Tue, May 6 - Namche to Lukla

I've arranged for breakfast at 6AM, in order to get an early start. All is quiet as I make my way down the stairs to the kitchen. I wake up the cook, who is sheepish when I wake him from his sleep in the dining room. The Nepali make good use of public areas for sleeping. Often porters, guides and lodge staff will use the dining area as a dorm room for sleeping.

The way down from Namche involves an immediate drop of 600m down to the Dudh Koshi River. I make a stop at the first Everest lookout (ie, when you come up the trail, the first point from which you can see Everest) but Everest is obscured in cloud. In fact, clouds are gathering everywhere and I worry about rain. I turn on my ipod and cruise down the trail, making it to Lukla by 1PM. By 2PM, it is pouring rain, and I'm happy I started early.

Namche to Lukla
A hot shower, in a real shower stall, is an unbelievably pleasant experience! My feet are finally clean, free of the Everest dust that works its way into your shoes, through your socks and into the pores of your feet. My socks will probably always have a brownish tinge to them, but I am able to get my feet clean. I feel like a new person and am ready to explore after the rain stops.

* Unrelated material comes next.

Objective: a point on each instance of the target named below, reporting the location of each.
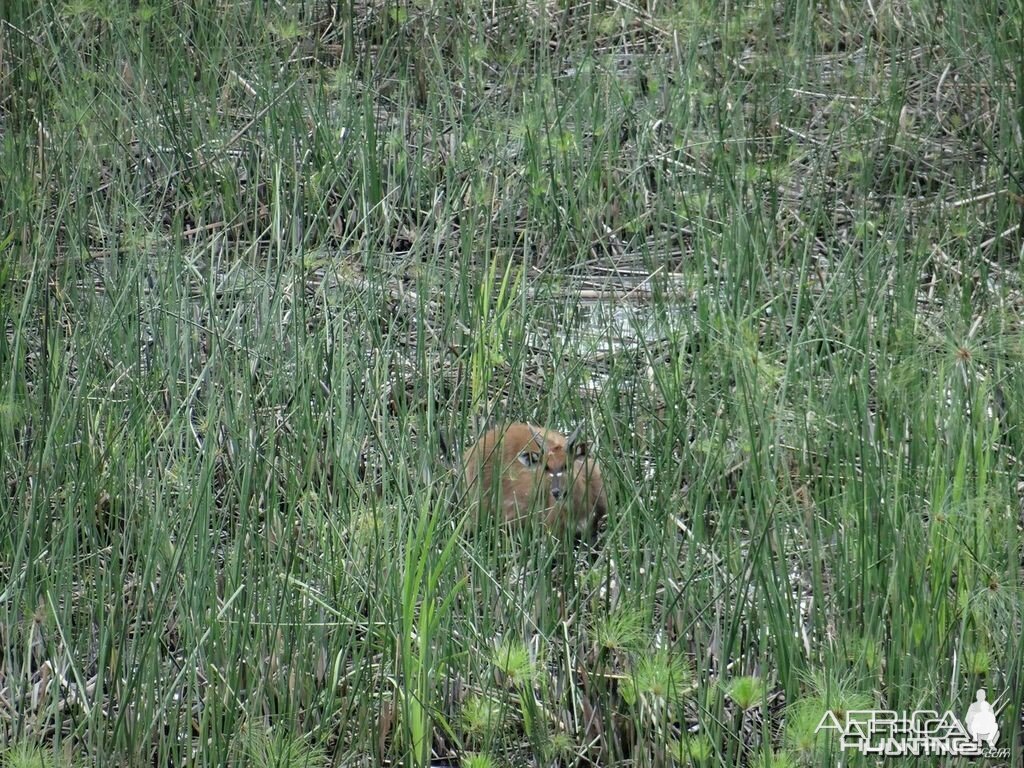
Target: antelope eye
(529, 458)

Another unbelievably pleasant experience is being re-united with The Mother of God, which I sent down with Lal when we parted in Dingboche. It contains, in addition to my ice axe, crampons and a bunch of other useless stuff, CLEAN CLOTHES!

Being a pilot, I'm naturally attracted to the Lukla Runway. At 1100 feet, it is about half the length of the runway in Palo Alto where I have done most of my flying. It also has a mountain at one end, meaning you can only land in one direction (06), and take off in the opposite direction (24). It also has an 8 degree slope. There may be other runways in the world with such a high slope, but I'm not aware of them. I walk around the runway and get a few photos of the slope and the control tower.

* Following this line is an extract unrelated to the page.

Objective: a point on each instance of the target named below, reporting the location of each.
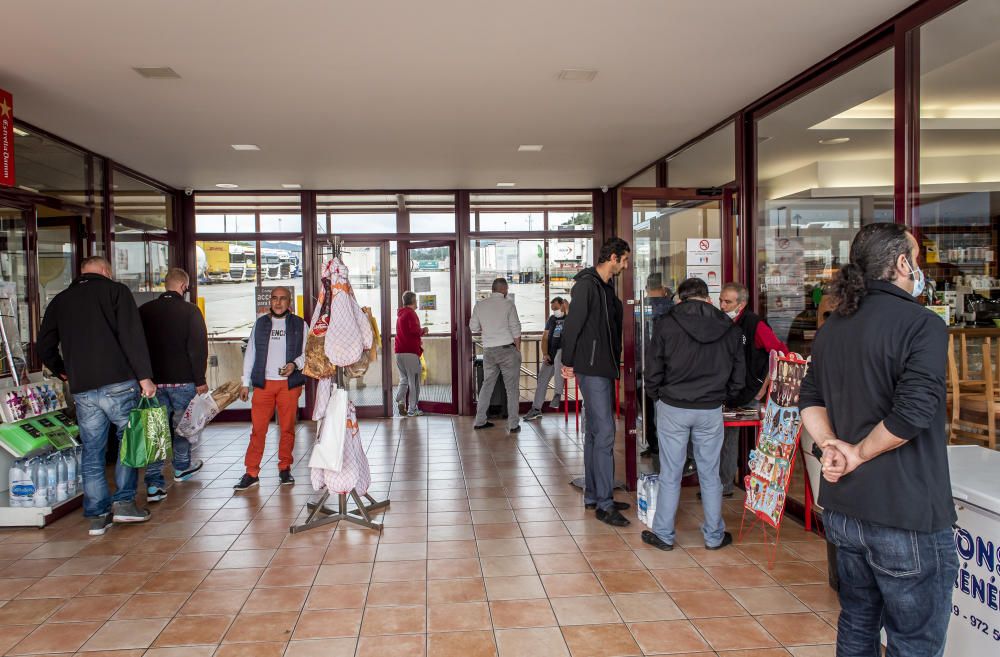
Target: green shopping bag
(147, 435)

I have a hankering for a real coffee. By "real", I mean something other than Nescafe instant coffee. Nothing against Nescafe, but I want a coffee that has less than a one shelf life. I stop at the Sherpini Lodge, located at the end of the runway, and having a "high brow" look to it. I figure it might just have the real deal. I'm wrong, BUT, I do find a Brit (John), and an Ozzie (Sean), sitting beside the standard heater (burns yak dung), drinking San Miguel beer. They have concluded their trek with an organized group and over the next three hours I meet a dozen folks from their group, as they trickle out and join us for brews around the fire. A most pleasant way to relax and spend the afternoon. Coffee can wait till Kathmandu.

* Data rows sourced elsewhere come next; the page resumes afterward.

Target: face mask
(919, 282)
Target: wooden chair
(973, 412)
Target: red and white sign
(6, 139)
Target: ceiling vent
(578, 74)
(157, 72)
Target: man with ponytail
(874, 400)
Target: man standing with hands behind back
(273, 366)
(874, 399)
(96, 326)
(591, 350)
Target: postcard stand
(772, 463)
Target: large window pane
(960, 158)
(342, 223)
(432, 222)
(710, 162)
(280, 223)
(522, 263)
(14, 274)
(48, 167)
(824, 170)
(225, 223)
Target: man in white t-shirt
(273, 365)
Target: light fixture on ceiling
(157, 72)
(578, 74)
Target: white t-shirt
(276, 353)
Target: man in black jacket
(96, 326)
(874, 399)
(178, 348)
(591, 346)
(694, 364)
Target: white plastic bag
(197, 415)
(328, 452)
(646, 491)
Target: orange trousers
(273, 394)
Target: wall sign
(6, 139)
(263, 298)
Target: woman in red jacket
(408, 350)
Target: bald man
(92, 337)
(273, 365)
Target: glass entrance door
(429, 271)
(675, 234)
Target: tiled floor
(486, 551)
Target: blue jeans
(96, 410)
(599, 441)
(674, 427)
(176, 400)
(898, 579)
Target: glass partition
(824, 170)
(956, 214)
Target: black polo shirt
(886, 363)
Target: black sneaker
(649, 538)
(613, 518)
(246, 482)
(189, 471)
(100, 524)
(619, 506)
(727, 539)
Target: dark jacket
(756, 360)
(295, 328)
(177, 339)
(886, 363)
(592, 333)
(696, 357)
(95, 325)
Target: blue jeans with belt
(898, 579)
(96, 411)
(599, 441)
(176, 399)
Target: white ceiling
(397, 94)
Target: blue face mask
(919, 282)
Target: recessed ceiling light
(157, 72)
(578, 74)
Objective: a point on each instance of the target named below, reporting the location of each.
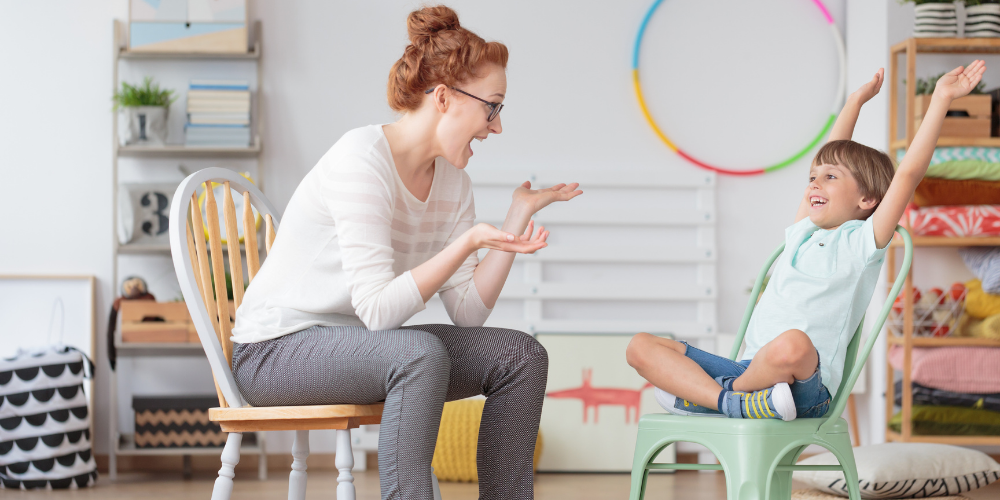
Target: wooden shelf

I head back to my hotel to eat, sleep and prepare for the flight back to civilization tomorrow. Because the weather plays such a key role in flying into Lukla, you never know in advance quite when your flight will leave. You book a date and check with the airline at 4:30PM the day before your flight to get their best estimate of your flight time. I learn that my "expected" flight time is 9:30AM tomorrow.